After work today I went to H6 recreation to work out. I go there on days I’m running because the AC works in the facility. I can run without the danger of passing out from dehydration. While I was working out a couple of AF personnel walked in and went straight to the treadmills. The man closest to me had the appearance of a serious distance runner. He was tall and string-bean lean. I immediately assumed he was a true athlete. He certainly acted the part – going through a whole sequence of professional-looking stretches. However I found out quickly he was a poser. Once he mounted the treadmill he started running at a very slow pace. For you treadmill aficionados, he was running at around a 6.5mph pace. His running form is what made me scratch my head. He ran with a very deliberate daintiness. His hands were swaying limp at the wrist. To put it bluntly, he was running like a girl. His posture, style, and methods were extremely effeminate. To top it off, he never increased the pace. Serious runner? Obviously not! A short time later I grabbed a treadmill and began my run. The effeminate poser was running to my right front. I noticed he was still at the same slow 6.5mph. His girly-man running style was even more pronounced. Within a few minutes he finished his run. His buddy walked up and they began talking. That’s when I heard the effeminate poser’s voice. It couldn’t have been scripted any better. It was an exact match to the running style. He spoke with that pronounced lisp that is frequently associated with gay men. It was definitely not a masculine voice. The entire spectacle made me wonder about the fiasco of “don’t ask, don’t tell”. Nobody in the gym was asking but effeminate poser’s entire persona was telling. Am I just falling for cliché?
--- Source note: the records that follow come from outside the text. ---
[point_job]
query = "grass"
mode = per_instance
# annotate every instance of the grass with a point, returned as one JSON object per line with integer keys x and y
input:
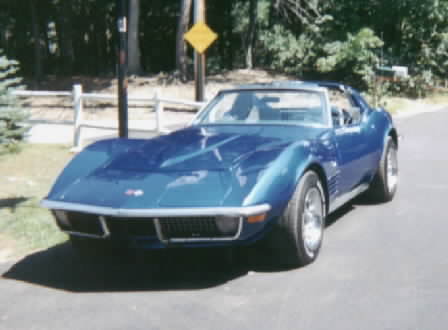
{"x": 26, "y": 178}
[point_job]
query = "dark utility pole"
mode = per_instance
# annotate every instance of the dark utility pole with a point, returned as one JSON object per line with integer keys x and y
{"x": 122, "y": 69}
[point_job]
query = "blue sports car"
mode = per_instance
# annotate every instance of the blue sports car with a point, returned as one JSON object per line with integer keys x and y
{"x": 260, "y": 162}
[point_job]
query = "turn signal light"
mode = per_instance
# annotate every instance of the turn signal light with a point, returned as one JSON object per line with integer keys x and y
{"x": 256, "y": 218}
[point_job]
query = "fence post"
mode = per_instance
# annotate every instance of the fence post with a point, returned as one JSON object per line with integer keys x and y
{"x": 77, "y": 108}
{"x": 159, "y": 112}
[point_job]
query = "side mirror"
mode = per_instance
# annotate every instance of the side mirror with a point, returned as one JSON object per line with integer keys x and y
{"x": 355, "y": 114}
{"x": 337, "y": 116}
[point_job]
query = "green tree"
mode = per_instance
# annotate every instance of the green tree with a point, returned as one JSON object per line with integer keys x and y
{"x": 12, "y": 115}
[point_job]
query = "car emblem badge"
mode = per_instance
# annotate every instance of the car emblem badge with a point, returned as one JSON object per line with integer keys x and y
{"x": 135, "y": 193}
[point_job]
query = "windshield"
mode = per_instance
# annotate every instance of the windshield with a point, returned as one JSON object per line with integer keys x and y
{"x": 266, "y": 106}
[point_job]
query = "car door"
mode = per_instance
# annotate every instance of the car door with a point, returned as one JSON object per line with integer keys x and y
{"x": 351, "y": 142}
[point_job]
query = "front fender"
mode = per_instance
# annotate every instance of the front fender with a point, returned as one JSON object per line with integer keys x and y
{"x": 277, "y": 183}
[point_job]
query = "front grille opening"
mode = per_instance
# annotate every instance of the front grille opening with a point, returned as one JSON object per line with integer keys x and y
{"x": 85, "y": 223}
{"x": 193, "y": 228}
{"x": 130, "y": 227}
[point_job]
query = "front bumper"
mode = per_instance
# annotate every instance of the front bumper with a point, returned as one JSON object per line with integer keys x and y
{"x": 170, "y": 226}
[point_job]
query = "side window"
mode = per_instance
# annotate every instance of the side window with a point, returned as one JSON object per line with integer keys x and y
{"x": 340, "y": 102}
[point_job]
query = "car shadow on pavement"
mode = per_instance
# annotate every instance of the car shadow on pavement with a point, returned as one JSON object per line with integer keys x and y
{"x": 60, "y": 267}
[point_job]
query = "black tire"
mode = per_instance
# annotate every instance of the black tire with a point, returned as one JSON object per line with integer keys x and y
{"x": 287, "y": 239}
{"x": 382, "y": 188}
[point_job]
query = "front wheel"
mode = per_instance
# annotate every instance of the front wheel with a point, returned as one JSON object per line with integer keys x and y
{"x": 298, "y": 235}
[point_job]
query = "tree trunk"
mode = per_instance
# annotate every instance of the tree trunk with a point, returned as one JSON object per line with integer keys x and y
{"x": 133, "y": 38}
{"x": 66, "y": 38}
{"x": 181, "y": 47}
{"x": 37, "y": 46}
{"x": 250, "y": 37}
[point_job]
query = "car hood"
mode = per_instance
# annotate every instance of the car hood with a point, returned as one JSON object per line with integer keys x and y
{"x": 194, "y": 167}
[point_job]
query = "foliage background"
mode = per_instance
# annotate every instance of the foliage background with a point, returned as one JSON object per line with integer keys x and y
{"x": 341, "y": 40}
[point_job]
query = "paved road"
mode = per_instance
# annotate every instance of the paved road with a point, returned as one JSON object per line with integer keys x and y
{"x": 382, "y": 267}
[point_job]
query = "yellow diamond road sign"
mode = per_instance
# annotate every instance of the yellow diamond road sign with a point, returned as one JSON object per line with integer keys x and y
{"x": 200, "y": 36}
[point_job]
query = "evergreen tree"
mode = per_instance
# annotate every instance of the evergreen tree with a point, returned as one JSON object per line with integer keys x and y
{"x": 12, "y": 115}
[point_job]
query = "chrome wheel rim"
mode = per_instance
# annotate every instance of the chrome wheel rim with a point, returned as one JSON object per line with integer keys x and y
{"x": 312, "y": 221}
{"x": 392, "y": 169}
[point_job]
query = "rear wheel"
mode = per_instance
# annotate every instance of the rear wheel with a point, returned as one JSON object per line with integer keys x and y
{"x": 384, "y": 184}
{"x": 297, "y": 237}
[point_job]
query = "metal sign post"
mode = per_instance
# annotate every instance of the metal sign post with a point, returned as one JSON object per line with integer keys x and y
{"x": 199, "y": 60}
{"x": 122, "y": 70}
{"x": 200, "y": 36}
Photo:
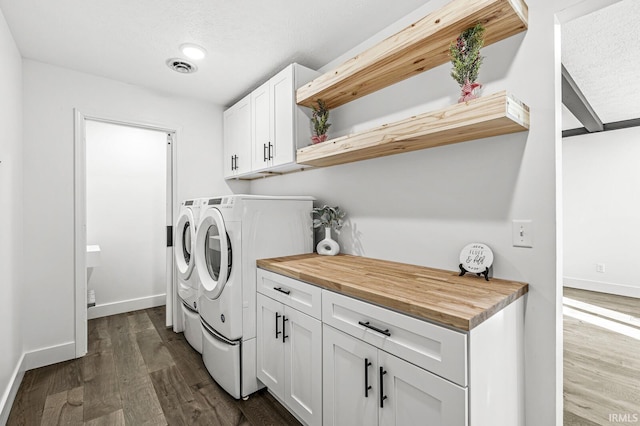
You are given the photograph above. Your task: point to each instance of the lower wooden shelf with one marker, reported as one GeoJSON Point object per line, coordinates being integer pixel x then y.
{"type": "Point", "coordinates": [493, 115]}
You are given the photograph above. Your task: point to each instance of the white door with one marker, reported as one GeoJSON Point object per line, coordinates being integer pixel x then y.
{"type": "Point", "coordinates": [303, 365]}
{"type": "Point", "coordinates": [212, 252]}
{"type": "Point", "coordinates": [282, 115]}
{"type": "Point", "coordinates": [350, 384]}
{"type": "Point", "coordinates": [270, 353]}
{"type": "Point", "coordinates": [410, 393]}
{"type": "Point", "coordinates": [261, 137]}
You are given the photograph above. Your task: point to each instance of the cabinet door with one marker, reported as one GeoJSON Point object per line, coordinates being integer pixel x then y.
{"type": "Point", "coordinates": [242, 137]}
{"type": "Point", "coordinates": [270, 352]}
{"type": "Point", "coordinates": [349, 368]}
{"type": "Point", "coordinates": [229, 143]}
{"type": "Point", "coordinates": [413, 393]}
{"type": "Point", "coordinates": [303, 365]}
{"type": "Point", "coordinates": [237, 138]}
{"type": "Point", "coordinates": [261, 119]}
{"type": "Point", "coordinates": [282, 116]}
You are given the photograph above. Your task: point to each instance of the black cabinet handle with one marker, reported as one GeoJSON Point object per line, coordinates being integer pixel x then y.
{"type": "Point", "coordinates": [379, 330]}
{"type": "Point", "coordinates": [367, 387]}
{"type": "Point", "coordinates": [284, 336]}
{"type": "Point", "coordinates": [382, 395]}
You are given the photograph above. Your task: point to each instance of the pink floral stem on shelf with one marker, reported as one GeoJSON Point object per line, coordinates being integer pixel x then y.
{"type": "Point", "coordinates": [467, 91]}
{"type": "Point", "coordinates": [318, 139]}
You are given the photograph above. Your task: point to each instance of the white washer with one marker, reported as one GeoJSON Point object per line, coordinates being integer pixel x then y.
{"type": "Point", "coordinates": [233, 232]}
{"type": "Point", "coordinates": [188, 279]}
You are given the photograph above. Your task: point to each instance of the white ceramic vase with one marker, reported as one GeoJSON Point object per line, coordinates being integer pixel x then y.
{"type": "Point", "coordinates": [328, 246]}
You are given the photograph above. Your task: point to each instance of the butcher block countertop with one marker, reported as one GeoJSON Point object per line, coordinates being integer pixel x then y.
{"type": "Point", "coordinates": [432, 294]}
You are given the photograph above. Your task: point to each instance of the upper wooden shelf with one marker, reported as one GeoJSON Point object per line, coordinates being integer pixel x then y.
{"type": "Point", "coordinates": [492, 115]}
{"type": "Point", "coordinates": [417, 48]}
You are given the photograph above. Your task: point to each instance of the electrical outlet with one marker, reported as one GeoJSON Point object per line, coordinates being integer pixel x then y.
{"type": "Point", "coordinates": [522, 233]}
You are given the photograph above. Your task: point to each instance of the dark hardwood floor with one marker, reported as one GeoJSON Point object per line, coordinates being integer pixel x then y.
{"type": "Point", "coordinates": [601, 359]}
{"type": "Point", "coordinates": [137, 372]}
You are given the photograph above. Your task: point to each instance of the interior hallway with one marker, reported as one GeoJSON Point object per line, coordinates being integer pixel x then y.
{"type": "Point", "coordinates": [601, 359]}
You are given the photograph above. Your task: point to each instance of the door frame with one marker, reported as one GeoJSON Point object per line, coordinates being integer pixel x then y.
{"type": "Point", "coordinates": [80, 215]}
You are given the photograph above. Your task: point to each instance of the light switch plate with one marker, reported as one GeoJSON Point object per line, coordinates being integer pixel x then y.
{"type": "Point", "coordinates": [522, 233]}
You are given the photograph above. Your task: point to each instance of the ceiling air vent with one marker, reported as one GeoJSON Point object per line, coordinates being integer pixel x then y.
{"type": "Point", "coordinates": [181, 66]}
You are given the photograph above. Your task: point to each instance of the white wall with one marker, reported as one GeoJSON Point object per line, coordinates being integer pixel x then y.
{"type": "Point", "coordinates": [423, 207]}
{"type": "Point", "coordinates": [50, 95]}
{"type": "Point", "coordinates": [11, 198]}
{"type": "Point", "coordinates": [126, 215]}
{"type": "Point", "coordinates": [601, 209]}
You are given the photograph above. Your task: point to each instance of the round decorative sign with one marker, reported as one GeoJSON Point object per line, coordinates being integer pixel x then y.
{"type": "Point", "coordinates": [476, 257]}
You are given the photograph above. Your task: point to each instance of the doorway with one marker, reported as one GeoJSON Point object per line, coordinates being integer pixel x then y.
{"type": "Point", "coordinates": [124, 210]}
{"type": "Point", "coordinates": [601, 309]}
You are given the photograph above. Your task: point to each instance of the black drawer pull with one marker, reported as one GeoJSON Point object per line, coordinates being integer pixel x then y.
{"type": "Point", "coordinates": [379, 330]}
{"type": "Point", "coordinates": [284, 336]}
{"type": "Point", "coordinates": [367, 387]}
{"type": "Point", "coordinates": [382, 395]}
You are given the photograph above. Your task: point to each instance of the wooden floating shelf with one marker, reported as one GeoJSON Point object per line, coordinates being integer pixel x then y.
{"type": "Point", "coordinates": [417, 48]}
{"type": "Point", "coordinates": [494, 115]}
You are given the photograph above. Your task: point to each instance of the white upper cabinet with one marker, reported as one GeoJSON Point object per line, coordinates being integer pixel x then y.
{"type": "Point", "coordinates": [260, 126]}
{"type": "Point", "coordinates": [237, 139]}
{"type": "Point", "coordinates": [277, 126]}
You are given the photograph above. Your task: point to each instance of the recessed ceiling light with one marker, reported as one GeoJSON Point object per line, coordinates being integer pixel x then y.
{"type": "Point", "coordinates": [181, 66]}
{"type": "Point", "coordinates": [193, 51]}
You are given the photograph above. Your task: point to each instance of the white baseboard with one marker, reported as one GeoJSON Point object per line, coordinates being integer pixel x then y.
{"type": "Point", "coordinates": [51, 355]}
{"type": "Point", "coordinates": [602, 287]}
{"type": "Point", "coordinates": [123, 306]}
{"type": "Point", "coordinates": [10, 392]}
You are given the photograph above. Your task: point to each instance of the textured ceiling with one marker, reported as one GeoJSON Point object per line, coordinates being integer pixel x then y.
{"type": "Point", "coordinates": [247, 40]}
{"type": "Point", "coordinates": [601, 51]}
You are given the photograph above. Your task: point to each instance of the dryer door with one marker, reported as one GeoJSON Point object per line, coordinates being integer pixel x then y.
{"type": "Point", "coordinates": [185, 240]}
{"type": "Point", "coordinates": [213, 253]}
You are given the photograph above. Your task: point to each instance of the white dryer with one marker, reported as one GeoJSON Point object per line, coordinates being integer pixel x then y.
{"type": "Point", "coordinates": [233, 232]}
{"type": "Point", "coordinates": [188, 280]}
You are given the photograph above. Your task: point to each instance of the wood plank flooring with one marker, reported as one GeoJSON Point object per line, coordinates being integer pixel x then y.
{"type": "Point", "coordinates": [601, 366]}
{"type": "Point", "coordinates": [137, 372]}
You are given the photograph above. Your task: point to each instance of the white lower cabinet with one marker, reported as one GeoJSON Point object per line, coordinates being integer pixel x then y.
{"type": "Point", "coordinates": [363, 385]}
{"type": "Point", "coordinates": [334, 360]}
{"type": "Point", "coordinates": [289, 358]}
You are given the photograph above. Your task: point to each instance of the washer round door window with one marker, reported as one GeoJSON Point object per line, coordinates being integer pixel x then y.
{"type": "Point", "coordinates": [185, 244]}
{"type": "Point", "coordinates": [213, 253]}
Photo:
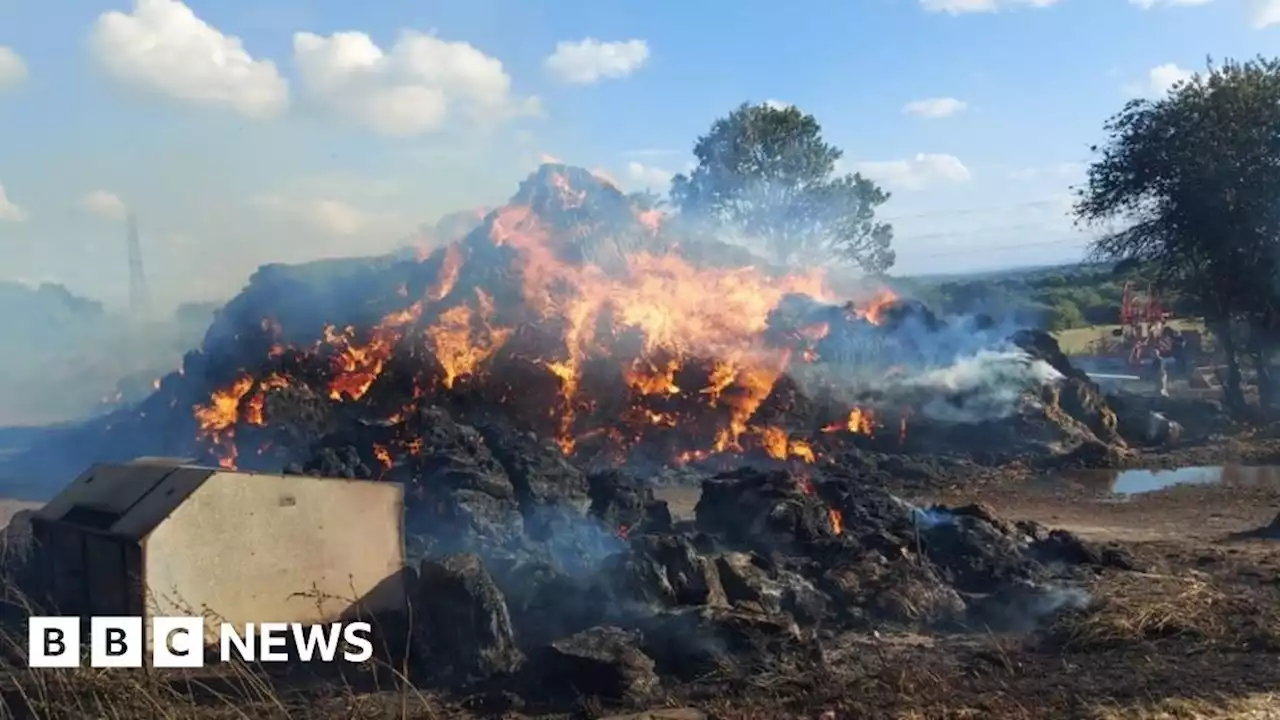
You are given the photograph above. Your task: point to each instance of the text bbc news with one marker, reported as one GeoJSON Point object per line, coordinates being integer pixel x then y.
{"type": "Point", "coordinates": [179, 642]}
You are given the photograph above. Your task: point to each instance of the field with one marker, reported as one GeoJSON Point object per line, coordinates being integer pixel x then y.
{"type": "Point", "coordinates": [1192, 633]}
{"type": "Point", "coordinates": [1082, 341]}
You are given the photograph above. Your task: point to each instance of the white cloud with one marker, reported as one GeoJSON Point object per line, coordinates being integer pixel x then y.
{"type": "Point", "coordinates": [1057, 172]}
{"type": "Point", "coordinates": [648, 177]}
{"type": "Point", "coordinates": [104, 204]}
{"type": "Point", "coordinates": [1266, 13]}
{"type": "Point", "coordinates": [964, 7]}
{"type": "Point", "coordinates": [163, 46]}
{"type": "Point", "coordinates": [1160, 81]}
{"type": "Point", "coordinates": [13, 69]}
{"type": "Point", "coordinates": [590, 60]}
{"type": "Point", "coordinates": [9, 210]}
{"type": "Point", "coordinates": [1148, 4]}
{"type": "Point", "coordinates": [917, 173]}
{"type": "Point", "coordinates": [410, 90]}
{"type": "Point", "coordinates": [650, 153]}
{"type": "Point", "coordinates": [935, 108]}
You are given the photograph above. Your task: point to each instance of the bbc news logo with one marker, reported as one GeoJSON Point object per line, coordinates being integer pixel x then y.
{"type": "Point", "coordinates": [179, 642]}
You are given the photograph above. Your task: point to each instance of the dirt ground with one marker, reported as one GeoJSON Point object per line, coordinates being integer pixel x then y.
{"type": "Point", "coordinates": [1194, 633]}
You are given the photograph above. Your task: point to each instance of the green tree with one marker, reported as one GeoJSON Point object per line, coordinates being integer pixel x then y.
{"type": "Point", "coordinates": [645, 200]}
{"type": "Point", "coordinates": [767, 172]}
{"type": "Point", "coordinates": [1194, 177]}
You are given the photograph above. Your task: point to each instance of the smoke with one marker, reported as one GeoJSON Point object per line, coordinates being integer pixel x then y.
{"type": "Point", "coordinates": [958, 370]}
{"type": "Point", "coordinates": [986, 386]}
{"type": "Point", "coordinates": [68, 356]}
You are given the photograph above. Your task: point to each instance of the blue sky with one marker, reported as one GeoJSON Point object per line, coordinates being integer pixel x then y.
{"type": "Point", "coordinates": [280, 131]}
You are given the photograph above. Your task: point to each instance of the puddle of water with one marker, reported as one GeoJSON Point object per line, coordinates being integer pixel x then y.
{"type": "Point", "coordinates": [1134, 482]}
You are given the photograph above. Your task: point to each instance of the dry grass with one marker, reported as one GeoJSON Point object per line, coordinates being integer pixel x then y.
{"type": "Point", "coordinates": [1141, 609]}
{"type": "Point", "coordinates": [1260, 706]}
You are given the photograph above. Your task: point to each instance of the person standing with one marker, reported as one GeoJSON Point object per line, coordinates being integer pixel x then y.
{"type": "Point", "coordinates": [1160, 369]}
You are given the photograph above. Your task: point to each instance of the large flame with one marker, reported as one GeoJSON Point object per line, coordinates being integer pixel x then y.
{"type": "Point", "coordinates": [686, 343]}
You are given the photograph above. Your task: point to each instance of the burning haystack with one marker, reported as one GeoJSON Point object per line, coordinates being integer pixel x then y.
{"type": "Point", "coordinates": [519, 381]}
{"type": "Point", "coordinates": [572, 315]}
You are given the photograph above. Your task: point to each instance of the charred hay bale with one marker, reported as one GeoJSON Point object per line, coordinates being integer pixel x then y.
{"type": "Point", "coordinates": [461, 497]}
{"type": "Point", "coordinates": [462, 630]}
{"type": "Point", "coordinates": [1066, 547]}
{"type": "Point", "coordinates": [549, 490]}
{"type": "Point", "coordinates": [662, 572]}
{"type": "Point", "coordinates": [976, 555]}
{"type": "Point", "coordinates": [1077, 395]}
{"type": "Point", "coordinates": [1091, 455]}
{"type": "Point", "coordinates": [1022, 606]}
{"type": "Point", "coordinates": [603, 661]}
{"type": "Point", "coordinates": [762, 509]}
{"type": "Point", "coordinates": [754, 584]}
{"type": "Point", "coordinates": [696, 642]}
{"type": "Point", "coordinates": [545, 602]}
{"type": "Point", "coordinates": [910, 593]}
{"type": "Point", "coordinates": [748, 583]}
{"type": "Point", "coordinates": [786, 406]}
{"type": "Point", "coordinates": [1150, 423]}
{"type": "Point", "coordinates": [336, 461]}
{"type": "Point", "coordinates": [626, 504]}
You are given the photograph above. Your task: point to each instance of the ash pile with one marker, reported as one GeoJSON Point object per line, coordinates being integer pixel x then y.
{"type": "Point", "coordinates": [572, 315]}
{"type": "Point", "coordinates": [540, 582]}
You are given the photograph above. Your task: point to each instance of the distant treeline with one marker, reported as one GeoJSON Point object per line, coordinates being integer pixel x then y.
{"type": "Point", "coordinates": [1055, 299]}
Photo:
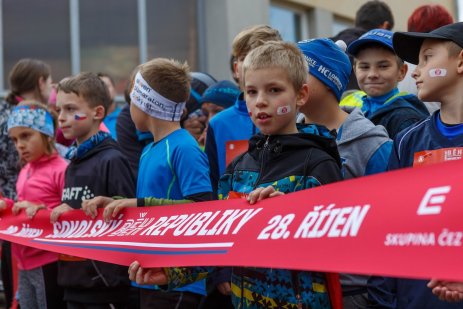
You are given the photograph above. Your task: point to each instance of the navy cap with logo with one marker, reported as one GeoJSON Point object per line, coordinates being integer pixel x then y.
{"type": "Point", "coordinates": [223, 93]}
{"type": "Point", "coordinates": [378, 36]}
{"type": "Point", "coordinates": [328, 63]}
{"type": "Point", "coordinates": [407, 44]}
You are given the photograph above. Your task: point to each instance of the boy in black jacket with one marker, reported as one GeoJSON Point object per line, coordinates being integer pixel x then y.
{"type": "Point", "coordinates": [97, 168]}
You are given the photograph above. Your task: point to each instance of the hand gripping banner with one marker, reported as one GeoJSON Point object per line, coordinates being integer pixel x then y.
{"type": "Point", "coordinates": [403, 223]}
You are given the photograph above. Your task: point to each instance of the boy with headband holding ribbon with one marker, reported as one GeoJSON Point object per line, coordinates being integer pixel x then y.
{"type": "Point", "coordinates": [97, 167]}
{"type": "Point", "coordinates": [172, 169]}
{"type": "Point", "coordinates": [275, 76]}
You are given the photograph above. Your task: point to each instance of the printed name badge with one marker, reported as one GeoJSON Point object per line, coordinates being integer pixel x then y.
{"type": "Point", "coordinates": [429, 157]}
{"type": "Point", "coordinates": [234, 149]}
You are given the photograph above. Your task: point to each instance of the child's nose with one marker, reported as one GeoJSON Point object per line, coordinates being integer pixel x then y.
{"type": "Point", "coordinates": [415, 73]}
{"type": "Point", "coordinates": [261, 99]}
{"type": "Point", "coordinates": [372, 73]}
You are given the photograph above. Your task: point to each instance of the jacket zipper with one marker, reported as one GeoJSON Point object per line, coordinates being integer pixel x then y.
{"type": "Point", "coordinates": [261, 170]}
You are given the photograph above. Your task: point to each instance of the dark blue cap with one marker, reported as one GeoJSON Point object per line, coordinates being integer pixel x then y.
{"type": "Point", "coordinates": [328, 63]}
{"type": "Point", "coordinates": [223, 93]}
{"type": "Point", "coordinates": [378, 36]}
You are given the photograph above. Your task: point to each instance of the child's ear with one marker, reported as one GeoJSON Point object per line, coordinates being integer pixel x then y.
{"type": "Point", "coordinates": [99, 112]}
{"type": "Point", "coordinates": [303, 96]}
{"type": "Point", "coordinates": [402, 72]}
{"type": "Point", "coordinates": [460, 62]}
{"type": "Point", "coordinates": [42, 83]}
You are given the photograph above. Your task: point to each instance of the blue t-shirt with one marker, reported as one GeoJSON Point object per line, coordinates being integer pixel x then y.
{"type": "Point", "coordinates": [429, 134]}
{"type": "Point", "coordinates": [174, 168]}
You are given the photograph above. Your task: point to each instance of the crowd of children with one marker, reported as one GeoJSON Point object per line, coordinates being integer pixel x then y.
{"type": "Point", "coordinates": [302, 132]}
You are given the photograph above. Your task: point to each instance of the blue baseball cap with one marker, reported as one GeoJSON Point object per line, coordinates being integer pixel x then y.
{"type": "Point", "coordinates": [378, 36]}
{"type": "Point", "coordinates": [328, 63]}
{"type": "Point", "coordinates": [222, 93]}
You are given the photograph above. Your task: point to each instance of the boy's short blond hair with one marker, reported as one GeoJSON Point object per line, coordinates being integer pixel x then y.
{"type": "Point", "coordinates": [88, 86]}
{"type": "Point", "coordinates": [252, 37]}
{"type": "Point", "coordinates": [453, 48]}
{"type": "Point", "coordinates": [279, 54]}
{"type": "Point", "coordinates": [168, 77]}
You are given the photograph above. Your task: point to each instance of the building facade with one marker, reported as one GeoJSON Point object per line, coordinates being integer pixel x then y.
{"type": "Point", "coordinates": [114, 36]}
I don’t think so. I guess the debate will continue. One thing’s for certain – the guy was definitely not a runner and he was certainly effeminate.
Therefore it’s safe for me to call him the effeminate poser.

I don’t think he would be a good candidate for a recruiting poster.

1 comment:

Steph B.I. said...

You thought he was a serious athlete and he just turned out to be gay....that's hilarious! I've run across a couple of those in the military myself and it always leaves me scratching my head too.